Ce portail web est en fait une gigantesque place de marché permettant à des centaines de millions de personnes de choisir parmi des milliers d’offres, ce qui, on s’en doute, n’est pas simple

Pourtant, en juin 2013, Brian Sivak, Chief Technology Officer du Health and Human Services (HHS) déclarait à The Atlantic à propos du site web Healthcare.gov « Il est rapide, fait en HTML statique, totalement évolutif et sûr. Il s’agit juste de mettre en service un site web, c’est la beauté de la chose« . Hélas, dès son ouverture le 1er octobre, le site connaissait une suite de pannes qui en rendaient l’utilisation très difficile. Depuis, l’administration a travaillé d’arrache-pied pour corriger les dysfonctionnements, et avait annoncé sa réouverture pour le 30 novembre, aujourd’hui donc.
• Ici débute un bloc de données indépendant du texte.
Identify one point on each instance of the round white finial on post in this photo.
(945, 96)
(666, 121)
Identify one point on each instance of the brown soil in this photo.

Mais le 30 novembre est au cœur du week-end prolongé de Thanksgiving, période durant laquelle des millions de familles sont réunies et ont du temps pour se connecter sur Internet, provoquant un afflux massif de visites sur le site Healthcare.gov : conçu pour recevoir 50.000 connexions simultanées, il en recevrait en ce moment entre 3 à 5 fois plus. Et si j’en juge par ce que j’ai pu observer ce matin, cela n’est pas encore au point :
À ce stade, selon un collège de 4 experts, entendus par un comité de la Chambre des Représentants, le site n’est toujours pas fiable et il faudrait l’arrêter durant 12 mois pour le remettre sur les bons rails en corrigeant tous les bugs. Car ce site, avec l’application sous-jacente, repose sur 500 millions de lignes de code… et le coût total du projet, qui dépasse 174 millions de dollars, pourrait atteindre 500 voire 600 millions de dollars à terme. On ne sait pas où se situent précisément les dysfonctionnements, entre la plateforme informatique de gestion des offres et des souscriptions et l’infrastructure frontale composée de serveurs et applications web.
Au pays des géants de l’Internet, patrie de Google, Facebook, Amazon, Ebay ou Netflix, sites web qui brassent des volumes gigantesques de données pour des millions de connexions simultanées, un tel fiasco est tout de même surprenant. En France, nous avons notre bonne vieille sécurité sociale, et après le Minitel et son service 3615 AMELI elle s’est mise à Internet. Ainsi, le site web AMELI permet aux assurés comme aux professions de santé et aux entreprises d’interagir au quotidien avec l’Assurance Maladie pour toutes leurs démarches.
Avec le site AMELI Direct il est très facile de trouver un professionnel de santé via un moteur de recherche simple à utiliser. Et pour permettre au patient de maîtriser le coût de sa santé, l’Assurance Maladie indique précisément le coût pratiqué par chaque médecin pour les actes qu’il pratique, à comparer au montant remboursé.
En complément, toutes les mutuelles privées proposent désormais des Extranet facilitant le suivi des remboursement et les démarches de leurs adhérents.
Pour une fois que dans un domaine la France est plus efficace que les États-Unis, ne nous privons pas de le signaler. Pour autant, chez nous aussi il arrive que de grands projets informatiques structurants dérapent : on l’a vu avec Chorus et plus récemment Louvois, projet pour lequel les responsabilités sont encore à déterminer précisément.